Civil and Environmental Engineering

 

Date of this Version

5-28-2021

Citation

Ma H, Li Y, Shen C, Chrysikopoulos CV and Kim H (2021) Editorial: Advances in Pollutant Transport in Critical Zone Environments. Front. Water 3:693102. doi: 10.3389/frwa.2021.693102

Comments

CC-BY OPEN ACCESS

Abstract

One major environmental challenge facing humankind is the constantly increasing pollution of water and soil resources on a global scale. The substances that cause such pollution arise primarily from human-made wastes, including agricultural and industrial wastes, household garbage, oil spills, and other toxic materials.
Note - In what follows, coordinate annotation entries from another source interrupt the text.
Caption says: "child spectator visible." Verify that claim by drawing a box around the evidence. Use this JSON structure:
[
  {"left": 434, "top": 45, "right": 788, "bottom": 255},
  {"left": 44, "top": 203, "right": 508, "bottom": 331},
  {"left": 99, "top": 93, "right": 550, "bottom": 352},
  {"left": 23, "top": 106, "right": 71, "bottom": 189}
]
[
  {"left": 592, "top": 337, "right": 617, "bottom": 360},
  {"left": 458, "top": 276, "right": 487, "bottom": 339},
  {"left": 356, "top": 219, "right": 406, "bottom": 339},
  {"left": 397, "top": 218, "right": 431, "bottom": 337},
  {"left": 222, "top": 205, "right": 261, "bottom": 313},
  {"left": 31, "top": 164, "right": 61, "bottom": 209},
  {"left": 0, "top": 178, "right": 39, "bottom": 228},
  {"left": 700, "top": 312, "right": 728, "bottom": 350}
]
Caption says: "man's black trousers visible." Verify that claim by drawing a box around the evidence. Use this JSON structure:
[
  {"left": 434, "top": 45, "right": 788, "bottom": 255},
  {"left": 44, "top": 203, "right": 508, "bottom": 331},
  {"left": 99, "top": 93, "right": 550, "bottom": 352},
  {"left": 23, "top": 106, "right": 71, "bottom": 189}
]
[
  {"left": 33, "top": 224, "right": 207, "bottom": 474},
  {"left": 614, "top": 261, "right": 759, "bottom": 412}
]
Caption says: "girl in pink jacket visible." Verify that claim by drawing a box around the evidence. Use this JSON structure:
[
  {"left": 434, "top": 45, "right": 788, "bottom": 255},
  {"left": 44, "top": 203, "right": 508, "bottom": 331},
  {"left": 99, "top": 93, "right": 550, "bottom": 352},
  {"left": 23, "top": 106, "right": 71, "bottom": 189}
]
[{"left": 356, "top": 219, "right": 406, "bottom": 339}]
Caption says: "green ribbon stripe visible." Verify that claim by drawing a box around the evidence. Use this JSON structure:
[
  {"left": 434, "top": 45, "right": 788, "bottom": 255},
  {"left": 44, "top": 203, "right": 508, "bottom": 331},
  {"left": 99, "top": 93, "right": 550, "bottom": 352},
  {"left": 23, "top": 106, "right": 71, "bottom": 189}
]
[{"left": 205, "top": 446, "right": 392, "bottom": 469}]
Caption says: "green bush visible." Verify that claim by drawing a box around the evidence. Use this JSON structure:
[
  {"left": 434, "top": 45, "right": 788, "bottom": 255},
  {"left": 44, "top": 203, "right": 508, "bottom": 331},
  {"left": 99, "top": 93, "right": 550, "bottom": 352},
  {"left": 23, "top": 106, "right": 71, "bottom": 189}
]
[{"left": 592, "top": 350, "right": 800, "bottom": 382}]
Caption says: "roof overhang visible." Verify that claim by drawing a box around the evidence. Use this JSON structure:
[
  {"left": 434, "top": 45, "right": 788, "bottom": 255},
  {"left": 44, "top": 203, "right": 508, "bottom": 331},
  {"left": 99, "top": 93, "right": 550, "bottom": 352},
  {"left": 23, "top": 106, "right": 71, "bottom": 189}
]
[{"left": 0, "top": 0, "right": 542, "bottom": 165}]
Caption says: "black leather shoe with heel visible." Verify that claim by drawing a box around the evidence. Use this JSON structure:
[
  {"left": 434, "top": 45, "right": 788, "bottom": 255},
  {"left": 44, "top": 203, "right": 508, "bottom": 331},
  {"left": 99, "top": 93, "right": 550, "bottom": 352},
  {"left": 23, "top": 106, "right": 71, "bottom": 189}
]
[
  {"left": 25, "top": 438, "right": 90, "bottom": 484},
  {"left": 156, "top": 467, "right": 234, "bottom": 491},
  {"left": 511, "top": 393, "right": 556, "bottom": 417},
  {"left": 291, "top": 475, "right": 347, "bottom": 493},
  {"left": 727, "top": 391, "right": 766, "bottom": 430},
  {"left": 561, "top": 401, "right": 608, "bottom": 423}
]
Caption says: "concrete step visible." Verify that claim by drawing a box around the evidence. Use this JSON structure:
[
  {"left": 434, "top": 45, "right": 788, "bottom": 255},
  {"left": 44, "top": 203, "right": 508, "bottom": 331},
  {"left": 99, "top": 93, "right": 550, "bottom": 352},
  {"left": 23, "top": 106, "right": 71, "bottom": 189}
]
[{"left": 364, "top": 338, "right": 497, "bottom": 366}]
The spatiotemporal distribution of these polluting substances in soil and water systems is determined by an interplay of many factors such as physicochemical properties of pollutants, soil grain properties and structure, fluid flow chemistry and velocity, biological activity, and other environmental factors (temperature, precipitation). In this issue, we have collected a series of articles that advance our fundamental understanding of the transport of solute and colloidal pollutants, their spread in Critical Zone environments, and recent monitoring and control efforts. These articles address the issue from various perspectives, spanning pore-scale, continuum-scale, and field studies in saturated groundwater and vadose zones. Water and soil resources are valuable but finite. Their loss and degradation may not be recoverable within a human lifetime, especially when pollutants do not breakdown and tend to be persistent in the environment. As revealed in a case study from a historical fire training site in New South Wales, Australia (Bekele et al.), despite that the source of contaminants (e.g., aqueous film forming foam for firefighting) was stopped about 20 years ago, the contaminants themselves (i.e., PFAS—perfluoroalkyl and polyfluoroalkyl substances) can remain in and around the site with considerably high concentration, posting as ongoing sources for contamination to groundwater systems for years to come. The fate and transport of PFAS are found to correlate greatly with soil geochemical properties (e.g., soil type, pH) as they migrate in the vadose zone toward the groundwater table. As these synthetic PFAS have been widely used in many industries (including coating, food packaging, cleaning products, fire-fighting foams), the threat these materials pose to the environment and humans cannot be exaggerated.